The more I’ve thought about it, the more I’m convinced there’s at least one more axis in the old “roleplayer vs rollplayer” argument.

My revised graph of where people stand on this issue now uses three: Story, Rules and Realism, with most people sitting somewhere on a 0-10 scale for how important each is to them.  It’s entirely possible for some people to rate all three equally high (although someone rating all three equally low probably is in the wrong hobby), or one or two more than the other.

Story gamers are all about the… story, strangely enough.  The important thing for them is that their group manages to weave the most interesting, fascinating tale around what occurs within their game.  “Unrealistic” heroic events are easily explained by narrativium, and rules are fudged, ignored, and completely changed if necessary for dramatic effect.

Rules gamers focus on tactical decisions driven by the numbers they’ve seen in the rulebook (as opposed to tactical decisions driven by the scene they’re envisaging), and don’t see it as wrong to take advantage of a rules loophole that allows something that probably wouldn’t work if tried for real, because it’s only a game after all.  The idea is to win, not to write a novel.

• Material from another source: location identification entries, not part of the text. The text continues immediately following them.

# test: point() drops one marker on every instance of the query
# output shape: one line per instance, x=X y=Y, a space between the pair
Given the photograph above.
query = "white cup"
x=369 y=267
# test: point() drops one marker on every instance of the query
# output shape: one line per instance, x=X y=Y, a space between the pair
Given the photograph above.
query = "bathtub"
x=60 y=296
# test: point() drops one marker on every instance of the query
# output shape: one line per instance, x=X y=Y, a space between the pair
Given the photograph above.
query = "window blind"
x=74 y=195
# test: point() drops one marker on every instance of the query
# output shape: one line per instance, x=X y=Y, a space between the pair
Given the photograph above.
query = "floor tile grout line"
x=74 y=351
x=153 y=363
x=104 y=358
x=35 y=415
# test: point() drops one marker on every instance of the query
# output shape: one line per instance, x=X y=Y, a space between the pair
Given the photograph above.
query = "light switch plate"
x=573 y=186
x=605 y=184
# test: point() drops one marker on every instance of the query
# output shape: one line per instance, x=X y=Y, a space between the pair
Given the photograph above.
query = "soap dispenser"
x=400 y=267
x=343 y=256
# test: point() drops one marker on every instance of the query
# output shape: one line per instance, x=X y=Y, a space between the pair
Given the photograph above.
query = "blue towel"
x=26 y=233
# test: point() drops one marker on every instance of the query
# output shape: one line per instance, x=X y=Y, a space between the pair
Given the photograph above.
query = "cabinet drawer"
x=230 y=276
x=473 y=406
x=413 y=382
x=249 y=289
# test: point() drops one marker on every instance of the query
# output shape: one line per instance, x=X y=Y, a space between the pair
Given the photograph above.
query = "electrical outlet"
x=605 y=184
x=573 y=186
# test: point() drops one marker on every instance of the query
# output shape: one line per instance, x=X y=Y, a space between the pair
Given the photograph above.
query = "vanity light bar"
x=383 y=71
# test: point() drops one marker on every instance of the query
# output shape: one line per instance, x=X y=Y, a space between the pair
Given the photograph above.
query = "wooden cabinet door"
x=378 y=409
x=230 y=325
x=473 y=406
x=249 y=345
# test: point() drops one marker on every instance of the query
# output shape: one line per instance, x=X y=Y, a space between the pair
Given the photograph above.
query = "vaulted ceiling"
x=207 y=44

Realism gamers tend to get easily confused with Story gamers by people that belong to neither group.  They’re the ones that are all about simulation.  It doesn’t matter what happens as long as the results fit within the physics of the imaginary world in their minds.  Rules that allow someone to do something unrealistic are wrong and are changed on the fly, and a story that allows someone to skid down the back of an elephant is just silly.

Now, at first I was envisaging a ternary plot for this, meaning that the more you lean towards one of these concepts, the less you lean towards the other two.  e.g. Add two points to your story stat, and you lose one each from rules and realism to keep the total running at 100.

I’ve come to notice this is probably the wrong way to envision it, though.  It’s actually possible for someone to care about all three, each at a level above that of someone else that cares only about one of the concepts.  That was a hard thing for me to grasp at first, but now I’ve got my head around it I accept it’s really more of a case of shading in a triangular area of that ternary graph than plotting a point on it.